Numerical analysis of the water entry process of a projectile with a circular airbag

Abstract

Using the control volume method to describe annular an airtight airbag, we simulated the water entry process of a projectile and its annular airtight airbag based on LS-DYNA combined with the fluid-solid coupling algorithm. We divided this process into seven stages, i.e. those of the projectile slamming water, its air bag falling into water, decelerating in water-entry, hovering in water, floating upward in water, floating out of water, floating on the water surface. We analyzed the projectile's attitude change, deceleration, water entry depth and airbag in different stages in vertical and oblique water-entry.
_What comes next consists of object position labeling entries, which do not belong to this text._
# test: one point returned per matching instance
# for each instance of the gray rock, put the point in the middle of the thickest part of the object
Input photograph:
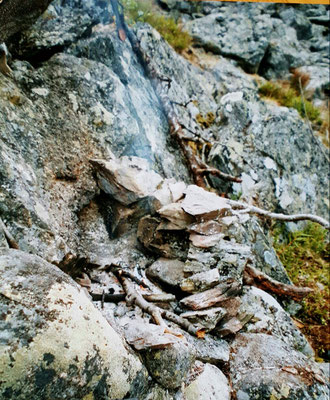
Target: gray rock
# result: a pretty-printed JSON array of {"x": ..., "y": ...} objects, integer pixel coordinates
[
  {"x": 264, "y": 366},
  {"x": 210, "y": 350},
  {"x": 168, "y": 272},
  {"x": 207, "y": 318},
  {"x": 227, "y": 33},
  {"x": 270, "y": 318},
  {"x": 54, "y": 343},
  {"x": 170, "y": 366},
  {"x": 211, "y": 384}
]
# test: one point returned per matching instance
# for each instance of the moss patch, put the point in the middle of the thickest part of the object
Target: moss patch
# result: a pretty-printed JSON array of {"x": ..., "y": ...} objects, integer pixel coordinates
[
  {"x": 142, "y": 11},
  {"x": 289, "y": 97},
  {"x": 305, "y": 255}
]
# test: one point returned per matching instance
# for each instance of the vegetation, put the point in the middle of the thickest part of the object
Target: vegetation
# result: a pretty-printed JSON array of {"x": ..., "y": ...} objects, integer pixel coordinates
[
  {"x": 141, "y": 11},
  {"x": 305, "y": 255},
  {"x": 289, "y": 96}
]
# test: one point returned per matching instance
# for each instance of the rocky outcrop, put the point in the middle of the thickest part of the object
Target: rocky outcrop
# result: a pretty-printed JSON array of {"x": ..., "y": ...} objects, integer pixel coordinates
[
  {"x": 54, "y": 342},
  {"x": 90, "y": 177}
]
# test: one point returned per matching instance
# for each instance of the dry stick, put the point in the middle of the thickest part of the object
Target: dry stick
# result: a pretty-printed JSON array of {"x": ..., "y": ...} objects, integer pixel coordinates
[
  {"x": 246, "y": 208},
  {"x": 10, "y": 239},
  {"x": 197, "y": 167},
  {"x": 309, "y": 123},
  {"x": 157, "y": 314},
  {"x": 254, "y": 277}
]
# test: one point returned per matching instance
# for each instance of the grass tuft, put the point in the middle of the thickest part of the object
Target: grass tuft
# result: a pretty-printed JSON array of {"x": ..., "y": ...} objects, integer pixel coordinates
[
  {"x": 289, "y": 97},
  {"x": 142, "y": 11},
  {"x": 305, "y": 255}
]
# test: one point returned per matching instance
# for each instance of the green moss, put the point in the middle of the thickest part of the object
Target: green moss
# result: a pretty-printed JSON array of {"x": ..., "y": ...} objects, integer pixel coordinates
[
  {"x": 141, "y": 11},
  {"x": 289, "y": 97},
  {"x": 305, "y": 255},
  {"x": 207, "y": 121}
]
Then we examined the interaction between water and the airbag, covering the changes of the internal pressure, the resultant force of water to the airbag, the relationship between airbag's internal pressure and speed of the water-entry. The results show that the change of the internal pressure of the airbag is mainly affected by the water-entry depth, the movement speed, and the tension of the connecting rope. Further, we calculated the water-entry depth, the deceleration time and the tension peak of the connecting rope under the airbag's different initial internal pressures, and found that the water-entry depth and the deceleration time decrease with the increase of the airbag's initial pressure, while the tension peak of the corresponding connecting rope exhibited an opposite tendency. Therefore, it is necessary to consider the buffering effect, deceleration effect, airbag safety and other factors in the design of airbag parameters.